Hosting generally falls under two categories: managed and unmanaged. Managed WordPress web hosts like Kinsta, WP Engine, Laughing Squid, or Pressable manage your hosting environment for you. You don’t have to worry about keeping the environment itself secure, you just have to worry about keeping WordPress and your themes and plugins up to date. Some of these hosts (like we mentioned earlier) will actually keep WordPress up to date for you and actively monitor WordPress for security problems. If you just want to focus on writing your blog or building your website, go with a managed web host. The more updating and monitoring they do for you the better.

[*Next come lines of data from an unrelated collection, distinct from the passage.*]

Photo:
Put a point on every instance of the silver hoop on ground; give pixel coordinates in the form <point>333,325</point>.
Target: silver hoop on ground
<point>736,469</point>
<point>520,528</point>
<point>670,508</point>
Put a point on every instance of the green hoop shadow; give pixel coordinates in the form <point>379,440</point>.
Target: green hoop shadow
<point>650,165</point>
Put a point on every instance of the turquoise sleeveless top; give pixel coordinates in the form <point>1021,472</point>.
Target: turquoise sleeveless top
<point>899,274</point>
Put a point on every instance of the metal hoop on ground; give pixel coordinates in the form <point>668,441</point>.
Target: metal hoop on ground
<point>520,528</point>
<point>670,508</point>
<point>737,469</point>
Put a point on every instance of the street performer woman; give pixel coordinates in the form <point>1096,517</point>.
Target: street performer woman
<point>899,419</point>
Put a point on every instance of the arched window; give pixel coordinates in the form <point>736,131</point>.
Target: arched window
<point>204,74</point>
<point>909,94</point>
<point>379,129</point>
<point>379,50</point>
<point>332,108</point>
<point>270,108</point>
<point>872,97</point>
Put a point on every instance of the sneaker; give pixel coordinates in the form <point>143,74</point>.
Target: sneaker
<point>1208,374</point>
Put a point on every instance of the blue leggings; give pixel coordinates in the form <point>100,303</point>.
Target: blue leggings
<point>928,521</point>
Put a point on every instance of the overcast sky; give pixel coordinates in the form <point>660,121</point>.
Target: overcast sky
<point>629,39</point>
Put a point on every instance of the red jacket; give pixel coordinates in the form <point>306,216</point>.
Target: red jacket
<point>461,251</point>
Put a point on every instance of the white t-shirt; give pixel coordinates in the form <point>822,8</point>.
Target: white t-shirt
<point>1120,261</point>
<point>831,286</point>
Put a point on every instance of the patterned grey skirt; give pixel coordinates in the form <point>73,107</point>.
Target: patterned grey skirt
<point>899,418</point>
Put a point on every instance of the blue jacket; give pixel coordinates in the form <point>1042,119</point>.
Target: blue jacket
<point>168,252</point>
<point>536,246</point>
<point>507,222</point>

If you’re going with an unmanaged web host you’re likely looking at a VPS or a dedicated server. If you need a VPS, I’d recommend Linode. We’ve used them for years, and they’ve been cost effective and reliable. I’m not going to get into all the details of securing an unmanaged server, as the topic deserves its own blog post, but here are some quick tips:

  • Change to a non-standard SSH port.
  • Set up iptables to block unwanted traffic.
  • Disable root logins.
  • Disable password login (only use SSH keys).
  • Disable remote database access if you don’t need it.
  • Install an automatic package updater or actively monitor for security updates through a mailing list.

This is just a short list. If you’re running your own unmanaged server or VPS, it’s worth doing some more research on hardening your server.

Stick to the basics

WordPress security can be intimidating, but if you get the basics right, you’re unlikely to ever have any issues. Remember, the most important thing is to keep WordPress up to date. If you’re using an old version of WordPress, you’re a straggler, and you’re more of a target for hackers. If you always stay up to date, and use a good managed web host, you won’t have anything to worry about.

If you have any other WordPress security tips, let us know in the comments.